The public can report non-compliant restaurants or large gatherings through 311.
Read the full story here.
1:50 pm Ontario launches portal for businesses to remedy supply issues
The province has launched a portal for businesses called Ontario Together to help meet supply challenges in the fight against COVID-19.
“This initiative will remove barriers allowing Ontario’s manufacturing sector to redeploy capacity towards the production of essential equipment like ventilators, masks and swabs,” the government said in a press release.
The idea behind the website is to identify supply challenges and solicit ideas, advice and proposals from manufacturers and other businesses on how the government can meet the need for products in short supply such as hand sanitizer, medical testing equipment and protective gear.

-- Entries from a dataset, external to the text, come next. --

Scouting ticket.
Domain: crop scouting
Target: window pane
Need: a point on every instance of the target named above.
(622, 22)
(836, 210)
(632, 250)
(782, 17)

“Our frontline healthcare workers are running out of key items,” Premier Doug Ford said during his daily news conference. “If you can retool your business to make these products, if you can supply these essential items, we need to hear from you right now. If you need funding to make it happen, we’ll find a way to help you. We know what we need. We know the products that are in short supply.”
Earlier this week, several craft gin distillers shifted their operations to start producing hand sanitizer.

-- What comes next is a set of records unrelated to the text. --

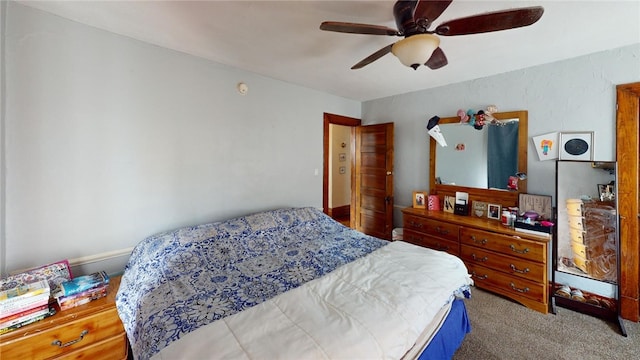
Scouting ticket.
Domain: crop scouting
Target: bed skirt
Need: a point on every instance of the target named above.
(453, 330)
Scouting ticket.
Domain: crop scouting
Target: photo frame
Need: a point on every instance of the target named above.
(546, 146)
(493, 211)
(449, 203)
(479, 209)
(541, 204)
(606, 192)
(420, 199)
(576, 145)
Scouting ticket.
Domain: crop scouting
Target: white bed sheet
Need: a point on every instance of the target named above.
(375, 307)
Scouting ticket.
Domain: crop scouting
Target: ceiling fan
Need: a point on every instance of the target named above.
(420, 45)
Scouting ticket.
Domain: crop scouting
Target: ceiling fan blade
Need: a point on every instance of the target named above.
(373, 57)
(493, 21)
(437, 59)
(403, 14)
(354, 28)
(431, 9)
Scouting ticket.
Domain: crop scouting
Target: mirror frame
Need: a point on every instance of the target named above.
(494, 196)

11:50 am Starbucks closes all cafe locations
On Friday night, Starbucks announced it would be shuttering all of its cafe locations and moving solely to drive-thru and delivery only, effective immediately.

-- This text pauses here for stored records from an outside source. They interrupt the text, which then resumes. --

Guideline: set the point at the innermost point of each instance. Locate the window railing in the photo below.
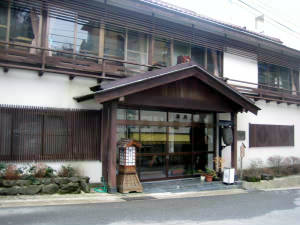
(265, 92)
(42, 61)
(77, 45)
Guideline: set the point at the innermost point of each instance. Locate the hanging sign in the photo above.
(242, 150)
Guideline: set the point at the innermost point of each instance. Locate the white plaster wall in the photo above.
(240, 68)
(25, 87)
(92, 169)
(273, 114)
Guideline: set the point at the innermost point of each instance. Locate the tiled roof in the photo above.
(188, 12)
(114, 85)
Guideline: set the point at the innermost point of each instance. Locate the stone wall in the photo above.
(61, 185)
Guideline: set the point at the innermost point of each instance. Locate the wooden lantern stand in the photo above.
(128, 180)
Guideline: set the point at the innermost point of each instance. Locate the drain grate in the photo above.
(139, 198)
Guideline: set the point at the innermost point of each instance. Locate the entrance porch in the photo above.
(173, 112)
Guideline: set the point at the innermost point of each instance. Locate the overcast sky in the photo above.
(285, 12)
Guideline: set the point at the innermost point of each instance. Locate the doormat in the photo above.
(139, 198)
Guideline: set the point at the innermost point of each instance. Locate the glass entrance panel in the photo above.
(180, 139)
(202, 161)
(181, 146)
(180, 165)
(151, 167)
(153, 139)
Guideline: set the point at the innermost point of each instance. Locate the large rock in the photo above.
(85, 187)
(50, 189)
(10, 191)
(9, 183)
(70, 188)
(86, 179)
(74, 179)
(61, 180)
(30, 190)
(23, 182)
(45, 180)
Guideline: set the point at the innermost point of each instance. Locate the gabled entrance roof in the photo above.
(152, 79)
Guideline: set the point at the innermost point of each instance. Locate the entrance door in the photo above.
(174, 144)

The company added in a release that some exceptions would be made for cafes serving in or around hospitals “in our efforts to serve thousands of first responders and health care workers who are on the front line”.
Visit the Starbucks website for more info.
11:25 am Canada arranging commercial flights for Canadians stranded abroad
Prime Minister Justin Trudeau said on Saturday that the Canadian government is organizing commercial flights to help Canadian travellers overseas return home. The first flight is leaving Morocco this weekend and others will potentially leave from Peru and Spain. Other destinations will be announced soon.
“We won’t be able to reach everyone but we’re going to do our best to help those we can,” he said, adding that the government is taking a few things into account before organizing commercial flights: the number of Canadians in a location, the closure of local airspace and local situation.
“Public health policies will apply to these flights. Everyone has to isolate for 14 days once they’re back,” he said. “If you’re showing symptoms of COVID-19, you won’t be able to board.”
He added that Canadians will have to pay for their tickets, but the government is working out an agreement with airlines to cover extra costs and to ensure “responsible ticket prices.”
Canadians abroad should register with Global Affairs Canada if they have not already done so.
11 am Ontario reports 58 new cases of COVID-19
Public health officials have confirmed 58 new cases of COVID-19 in the province, with one new recovery. Ontario’s total cases is now 377, including two deaths and six resolved.
There are 7,239 cases still under investigation and 15,768 have tested negative.
On Friday, the province announced expanded measures to help curb spread, including a new interactive version of the self-assessment tool, waiving the three-month OHIP waiting period and covering the cost of COVID-19 care for uninsured people who don’t normally qualify for publicly funded health insurance.